In my view, both sides had decent technical legal arguments. But Kavanaugh’s analysis was the more persuasive, the more straightforward, and the result that best vindicated the interests of justice. Gorsuch, by contrast, did a good job twisting himself into a pretzel in an unsuccessful effort to protect a powerful defendant against a plausible antitrust claim. Gorsuch would have relied on the logic and reasoning of Illinois Brick to extend the reach of the case and apply it to a novel situation, contrary to its literal language. That’s not the way the law should work. Where a case with precedential value was wrongly decided, you don’t extent it, you limit its reach.
The Lesson: A Fine Howdy-Do?
I don’t normally write about weedy antitrust issues on Trumped Progressives. But today’s opinion, read in light of this morning’s New York Times article on Kavanaugh and Gorsuch, conveys some faint hope that Justice Kavanaugh may actually try to do justice in the forthcoming constitutional struggles.

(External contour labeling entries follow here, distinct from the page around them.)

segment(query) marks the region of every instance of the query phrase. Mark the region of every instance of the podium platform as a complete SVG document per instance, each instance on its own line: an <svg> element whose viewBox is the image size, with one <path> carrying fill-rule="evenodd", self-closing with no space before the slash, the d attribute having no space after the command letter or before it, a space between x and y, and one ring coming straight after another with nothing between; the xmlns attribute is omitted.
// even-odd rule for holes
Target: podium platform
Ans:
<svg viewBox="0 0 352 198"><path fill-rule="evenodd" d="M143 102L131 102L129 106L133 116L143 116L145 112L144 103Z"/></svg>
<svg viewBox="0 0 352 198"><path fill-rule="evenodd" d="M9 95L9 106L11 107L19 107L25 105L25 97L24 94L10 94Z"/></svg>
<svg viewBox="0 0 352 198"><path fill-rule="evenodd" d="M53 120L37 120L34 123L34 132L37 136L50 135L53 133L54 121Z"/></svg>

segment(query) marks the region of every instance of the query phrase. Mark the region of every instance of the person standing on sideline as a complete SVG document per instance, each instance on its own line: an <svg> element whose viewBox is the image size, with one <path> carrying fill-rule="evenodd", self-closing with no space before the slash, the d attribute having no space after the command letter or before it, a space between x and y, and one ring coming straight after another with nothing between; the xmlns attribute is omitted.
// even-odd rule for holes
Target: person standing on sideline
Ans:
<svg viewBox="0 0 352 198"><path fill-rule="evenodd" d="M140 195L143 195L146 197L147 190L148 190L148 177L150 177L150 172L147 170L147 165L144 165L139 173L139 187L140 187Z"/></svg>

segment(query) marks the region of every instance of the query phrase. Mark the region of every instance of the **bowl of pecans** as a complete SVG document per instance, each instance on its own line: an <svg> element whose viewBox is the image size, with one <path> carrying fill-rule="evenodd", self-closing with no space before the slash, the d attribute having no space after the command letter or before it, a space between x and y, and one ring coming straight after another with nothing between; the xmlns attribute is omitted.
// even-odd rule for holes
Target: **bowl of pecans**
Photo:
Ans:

After all the storm surrounding his nomination and confirmation, it would be, would it not, a fine howdy-do if it turns out that Brett Kavanaugh’s historical destiny is to be the deciding vote against Trump and tyranny and in favor of the checks and balances underpinning the republic?
And Before I Go
This from Doyle McManus at the L.A. Times, Suddenly, conservative lawyers are condemning Trump for abuses of power.
* Allegations that manufacturers are monopolizing products designed to work with the basic product are common, and have been somewhat controversial. The argument would go like this. IPhones compete heavily with android devices. And, when you’re deciding whether to by an iPhone or a Samsung phone, you may look not only at the features and price of the phone itself but also at the features and prices of the available apps that could be used with either phone. So when you lump in the android apps into the market, Apple doesn’t have a monopoly all, or so the argument would go.
But that argument wasn’t part of the Apple v. Pepper case, at least not at this stage.